Speaker
Description
The Compressed Baryonic Matter experiment (CBM) is a main scientific pillar of FAIR, the Facility for Antiproton and Ion Research, currently being constructed in Darmstadt, Germany. CBM will study the phase diagram of baryonic matter in regions of moderate temperature and large baryonic chemical potential, reaching net baryon densities several times larger than ordinary nuclear matter.
Dileptons are an important part of the CBM physics program, giving access to the early, high density phase of the evolution of the fireball created by heavy ion collisions.
The CBM RICH detector is a key CBM subdetector for providing efficient electron identification and suppression of pion background up to 6-8 GeV/c momentum range.
The RICH will be using a CO$_2$ gas radiator (pion threshold 4.65~GeV/c) and a 13m$^2$ segmented spherical mirror. Hamamatsu H12700 multianode photomultipliers will be used for Cherenkov photon detection in combination with the newly developed FPGA-TDC based DIRICH readout chain, which aims for exceptional timing precision limited only by a transient time spread of 350~ps of the MAPMTs.
With first beam for CBM being expected for 2028, and CBM RICH being part of the CBM day-1 detector setup, the RICH project has now fully shifted from the design- towards construction phase.
Major components, like the two photon cameras, or large parts (60\%) of the frontend readout electronic modules have been already built.
Cooling of the readout electronics inside the camera volumes, enclosed by magnetic shielding boxes, will be achieved using a unique closed-loop air-cooling approach. In this concept, the cooling air and heat flow is channeled away from the sensitive photon sensors, using CNC-milled aluminum parts for air distribution.
A prototype of the cooling system (including a large air/water heat exchanger and blower system) has been put into operation, and temperature measurements operating a fully equipped camera module are currently being carried out.

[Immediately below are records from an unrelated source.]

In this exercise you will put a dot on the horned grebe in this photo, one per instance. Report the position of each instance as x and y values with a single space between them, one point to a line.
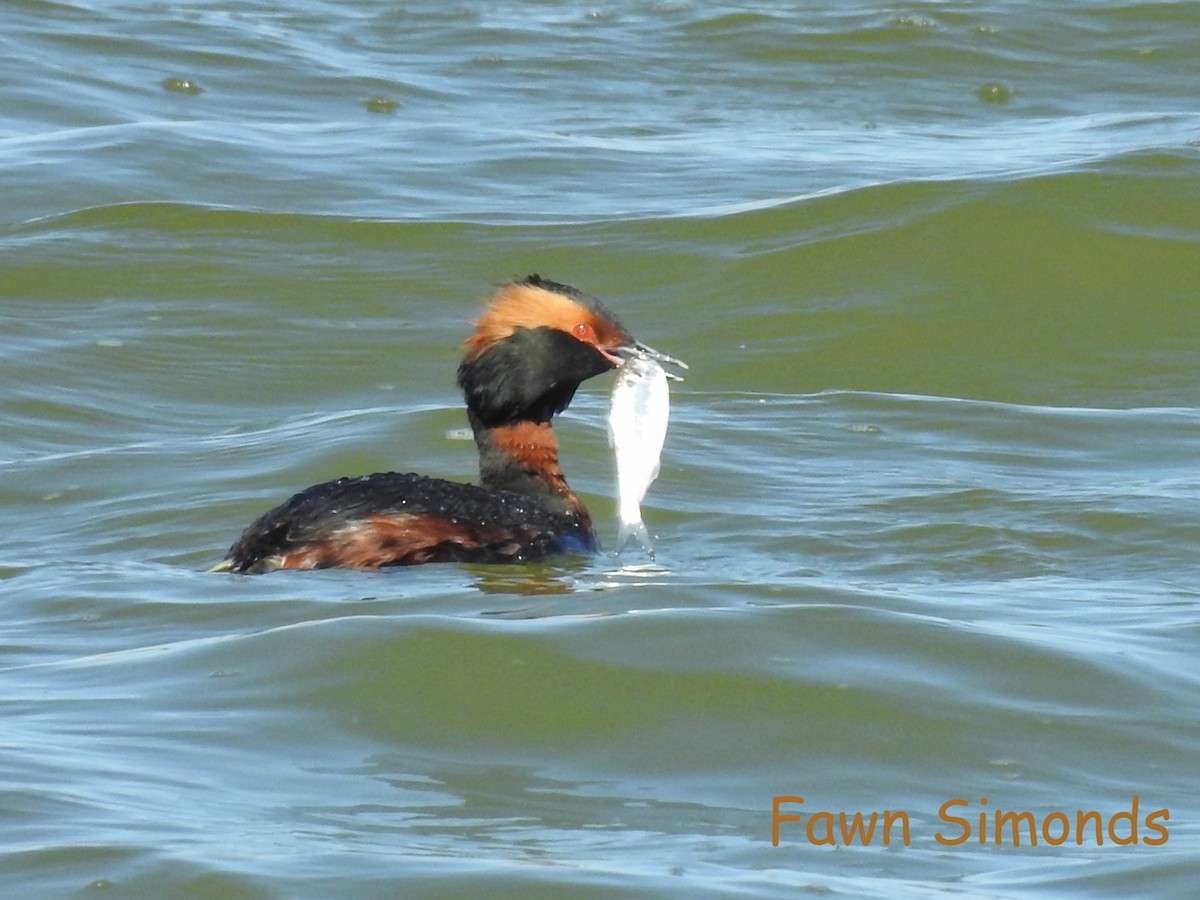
532 348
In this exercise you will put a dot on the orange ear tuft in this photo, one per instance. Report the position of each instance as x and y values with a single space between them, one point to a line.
519 305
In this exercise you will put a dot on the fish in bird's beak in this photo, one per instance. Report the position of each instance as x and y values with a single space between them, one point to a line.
640 351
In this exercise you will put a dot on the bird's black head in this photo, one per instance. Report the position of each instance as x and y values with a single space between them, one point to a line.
533 347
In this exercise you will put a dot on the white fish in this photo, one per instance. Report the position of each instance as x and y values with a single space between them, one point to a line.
637 426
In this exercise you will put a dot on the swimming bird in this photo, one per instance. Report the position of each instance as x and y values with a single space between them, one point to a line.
535 343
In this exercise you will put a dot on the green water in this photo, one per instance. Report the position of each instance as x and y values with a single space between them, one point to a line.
927 519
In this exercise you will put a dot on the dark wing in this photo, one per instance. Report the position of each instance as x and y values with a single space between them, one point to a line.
390 519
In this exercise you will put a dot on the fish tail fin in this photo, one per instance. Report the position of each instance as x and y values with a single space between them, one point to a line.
634 529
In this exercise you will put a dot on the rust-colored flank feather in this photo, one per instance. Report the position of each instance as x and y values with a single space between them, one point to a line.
532 348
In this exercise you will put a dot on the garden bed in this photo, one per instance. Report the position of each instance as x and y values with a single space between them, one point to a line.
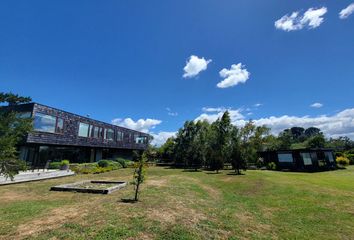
99 187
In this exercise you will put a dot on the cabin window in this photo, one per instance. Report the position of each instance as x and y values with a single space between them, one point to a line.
329 156
306 157
120 136
140 139
84 129
95 132
285 157
110 134
44 123
60 126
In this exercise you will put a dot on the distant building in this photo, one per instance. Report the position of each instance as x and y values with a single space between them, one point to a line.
301 159
59 135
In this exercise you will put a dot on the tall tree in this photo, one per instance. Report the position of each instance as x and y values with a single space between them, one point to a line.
12 130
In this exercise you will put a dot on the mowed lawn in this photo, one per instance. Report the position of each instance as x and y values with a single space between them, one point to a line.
176 204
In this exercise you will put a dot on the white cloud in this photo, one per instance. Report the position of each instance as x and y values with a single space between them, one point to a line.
143 125
194 66
312 18
340 124
316 105
233 76
346 12
212 114
161 137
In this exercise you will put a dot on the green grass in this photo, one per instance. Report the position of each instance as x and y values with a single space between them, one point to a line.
177 204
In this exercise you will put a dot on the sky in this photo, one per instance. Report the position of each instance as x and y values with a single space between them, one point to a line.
152 65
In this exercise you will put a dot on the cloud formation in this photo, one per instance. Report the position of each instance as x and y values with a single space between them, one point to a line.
312 18
142 125
233 76
161 137
316 105
346 12
340 124
194 66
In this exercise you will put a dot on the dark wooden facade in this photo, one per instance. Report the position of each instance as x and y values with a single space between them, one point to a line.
309 160
68 137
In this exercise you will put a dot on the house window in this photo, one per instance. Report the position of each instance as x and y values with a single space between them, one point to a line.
329 156
96 132
110 134
306 157
60 126
120 136
84 129
44 123
140 139
285 157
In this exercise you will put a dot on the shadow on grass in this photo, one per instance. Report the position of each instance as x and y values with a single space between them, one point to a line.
236 174
128 200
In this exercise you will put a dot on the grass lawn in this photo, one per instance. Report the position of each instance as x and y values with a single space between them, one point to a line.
186 205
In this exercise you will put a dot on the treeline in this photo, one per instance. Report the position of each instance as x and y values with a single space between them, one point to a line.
201 144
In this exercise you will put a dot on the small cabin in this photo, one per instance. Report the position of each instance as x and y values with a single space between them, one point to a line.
307 160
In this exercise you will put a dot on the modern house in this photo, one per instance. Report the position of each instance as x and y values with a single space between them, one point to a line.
301 159
59 135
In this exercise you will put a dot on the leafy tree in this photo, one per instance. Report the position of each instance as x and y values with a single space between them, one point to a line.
139 174
12 130
218 142
237 161
166 151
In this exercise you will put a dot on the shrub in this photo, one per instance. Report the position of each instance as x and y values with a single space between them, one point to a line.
344 161
64 163
122 162
54 165
350 156
271 166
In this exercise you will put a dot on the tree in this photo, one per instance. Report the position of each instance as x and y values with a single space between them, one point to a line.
219 137
139 174
317 141
12 130
237 161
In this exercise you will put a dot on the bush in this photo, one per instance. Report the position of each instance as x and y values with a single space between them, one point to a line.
350 156
124 162
54 165
103 163
271 166
64 163
344 161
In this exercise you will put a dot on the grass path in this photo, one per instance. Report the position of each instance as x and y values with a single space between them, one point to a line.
186 205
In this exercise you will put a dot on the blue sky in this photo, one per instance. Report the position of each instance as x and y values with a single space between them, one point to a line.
124 60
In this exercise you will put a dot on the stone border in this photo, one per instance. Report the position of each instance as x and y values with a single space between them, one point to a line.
72 187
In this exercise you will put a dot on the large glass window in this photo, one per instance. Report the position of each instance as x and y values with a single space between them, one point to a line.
44 123
110 134
140 139
329 156
306 157
96 132
120 136
83 129
60 125
285 157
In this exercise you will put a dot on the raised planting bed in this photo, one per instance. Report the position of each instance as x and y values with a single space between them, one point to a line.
100 187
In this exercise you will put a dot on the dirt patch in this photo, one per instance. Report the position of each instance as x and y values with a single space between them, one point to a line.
157 182
250 225
52 220
178 213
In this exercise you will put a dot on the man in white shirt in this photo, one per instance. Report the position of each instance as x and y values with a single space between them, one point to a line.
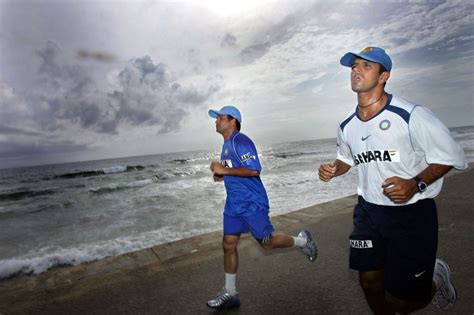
401 151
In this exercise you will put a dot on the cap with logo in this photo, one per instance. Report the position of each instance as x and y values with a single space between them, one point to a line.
227 110
374 54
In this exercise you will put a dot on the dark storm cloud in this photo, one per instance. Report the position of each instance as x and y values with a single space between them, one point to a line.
229 41
16 150
7 130
148 95
275 34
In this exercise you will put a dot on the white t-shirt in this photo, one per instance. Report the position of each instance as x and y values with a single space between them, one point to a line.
401 140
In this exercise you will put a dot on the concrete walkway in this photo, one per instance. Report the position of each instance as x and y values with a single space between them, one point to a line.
178 278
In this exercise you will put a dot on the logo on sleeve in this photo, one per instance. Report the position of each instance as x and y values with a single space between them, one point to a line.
361 244
247 156
226 163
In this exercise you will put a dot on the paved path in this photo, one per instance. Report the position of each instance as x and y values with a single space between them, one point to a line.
178 278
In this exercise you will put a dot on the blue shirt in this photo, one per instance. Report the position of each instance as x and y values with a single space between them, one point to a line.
245 195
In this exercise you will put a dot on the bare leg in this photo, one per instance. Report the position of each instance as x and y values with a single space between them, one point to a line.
231 257
278 240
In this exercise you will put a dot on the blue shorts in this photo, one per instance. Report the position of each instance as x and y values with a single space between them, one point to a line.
401 240
258 225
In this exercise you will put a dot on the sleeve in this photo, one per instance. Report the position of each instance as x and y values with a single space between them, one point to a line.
344 152
246 153
430 136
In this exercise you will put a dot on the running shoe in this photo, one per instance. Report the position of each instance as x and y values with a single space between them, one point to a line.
309 248
446 295
224 300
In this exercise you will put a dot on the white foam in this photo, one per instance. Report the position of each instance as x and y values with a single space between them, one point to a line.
49 257
115 169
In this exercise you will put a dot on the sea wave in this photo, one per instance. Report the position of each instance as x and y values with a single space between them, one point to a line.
120 187
109 170
24 193
49 258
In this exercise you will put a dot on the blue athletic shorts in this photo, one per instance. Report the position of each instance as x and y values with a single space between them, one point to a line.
258 225
401 240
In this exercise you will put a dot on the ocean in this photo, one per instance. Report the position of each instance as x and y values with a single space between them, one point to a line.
67 214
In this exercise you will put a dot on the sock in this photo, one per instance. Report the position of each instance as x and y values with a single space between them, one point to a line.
230 283
299 241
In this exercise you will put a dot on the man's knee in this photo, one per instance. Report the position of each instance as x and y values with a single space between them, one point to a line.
229 243
404 306
267 242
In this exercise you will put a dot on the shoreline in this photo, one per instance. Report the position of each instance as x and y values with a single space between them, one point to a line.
329 222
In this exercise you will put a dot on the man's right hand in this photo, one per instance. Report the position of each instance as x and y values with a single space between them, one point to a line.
327 171
218 178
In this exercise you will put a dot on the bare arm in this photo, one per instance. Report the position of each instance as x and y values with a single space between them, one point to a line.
219 170
403 189
329 170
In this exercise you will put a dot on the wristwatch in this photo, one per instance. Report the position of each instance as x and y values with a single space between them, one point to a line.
420 183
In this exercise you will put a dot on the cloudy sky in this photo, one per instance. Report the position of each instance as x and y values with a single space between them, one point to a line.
83 80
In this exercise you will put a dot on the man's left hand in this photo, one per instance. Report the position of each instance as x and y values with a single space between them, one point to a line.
399 190
217 168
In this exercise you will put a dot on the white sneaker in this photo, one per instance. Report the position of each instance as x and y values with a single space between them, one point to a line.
446 295
309 248
224 300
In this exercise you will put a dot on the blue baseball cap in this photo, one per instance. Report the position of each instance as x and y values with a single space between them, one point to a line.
373 54
228 110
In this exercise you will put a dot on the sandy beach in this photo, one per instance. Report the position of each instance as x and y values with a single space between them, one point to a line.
178 278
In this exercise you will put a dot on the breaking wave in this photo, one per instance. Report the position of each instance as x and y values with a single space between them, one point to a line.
109 170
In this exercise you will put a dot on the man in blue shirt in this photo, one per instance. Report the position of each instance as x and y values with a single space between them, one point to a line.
246 208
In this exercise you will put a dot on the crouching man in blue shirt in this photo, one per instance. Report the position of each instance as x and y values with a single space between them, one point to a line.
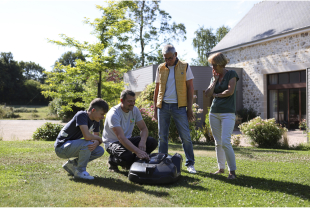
80 138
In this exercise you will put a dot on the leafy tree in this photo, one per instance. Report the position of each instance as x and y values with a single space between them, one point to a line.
205 40
147 15
221 32
69 58
33 71
18 86
11 79
77 86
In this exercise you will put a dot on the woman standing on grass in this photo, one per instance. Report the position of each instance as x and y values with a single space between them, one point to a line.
222 112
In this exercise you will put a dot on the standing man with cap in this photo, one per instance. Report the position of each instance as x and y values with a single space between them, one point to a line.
173 96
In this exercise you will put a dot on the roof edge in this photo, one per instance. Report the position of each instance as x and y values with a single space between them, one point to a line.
292 32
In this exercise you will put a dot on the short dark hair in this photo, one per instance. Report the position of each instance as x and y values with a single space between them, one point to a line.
127 92
98 104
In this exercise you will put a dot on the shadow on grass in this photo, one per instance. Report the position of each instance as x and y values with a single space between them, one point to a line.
120 185
131 187
290 188
175 146
249 151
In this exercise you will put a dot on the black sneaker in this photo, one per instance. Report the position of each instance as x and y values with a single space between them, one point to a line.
112 167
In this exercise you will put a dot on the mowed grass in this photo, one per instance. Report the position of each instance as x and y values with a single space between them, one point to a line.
31 175
35 112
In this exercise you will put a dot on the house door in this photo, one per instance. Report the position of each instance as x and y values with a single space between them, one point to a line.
287 98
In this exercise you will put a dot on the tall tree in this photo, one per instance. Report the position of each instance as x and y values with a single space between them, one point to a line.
33 71
205 40
153 28
69 58
221 32
11 79
77 86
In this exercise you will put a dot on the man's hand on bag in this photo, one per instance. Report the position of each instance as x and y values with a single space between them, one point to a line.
190 115
142 155
93 146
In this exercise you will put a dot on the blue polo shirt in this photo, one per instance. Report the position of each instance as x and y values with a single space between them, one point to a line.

The free streaming readout concept of CBM - and CBM RICH in particular - has been successfully demonstrated in the mRICH detector, a small-scale aerogel proximity-focusing RICH detector using the same PMT and electronic DIRICH readout as the CBM RICH, routinely operated during several mCBM beam campaigns over the last years.
In the presentation we intend to present the latest status of constructing the CBM RICH detector, and report on results of the ongoing prototype tests, in particular of the RICH cooling system.\
$^*$Work supported by BMBF (05P21PXFC1, 05P24PX1, 05P21RGFC1, 05P24RG6).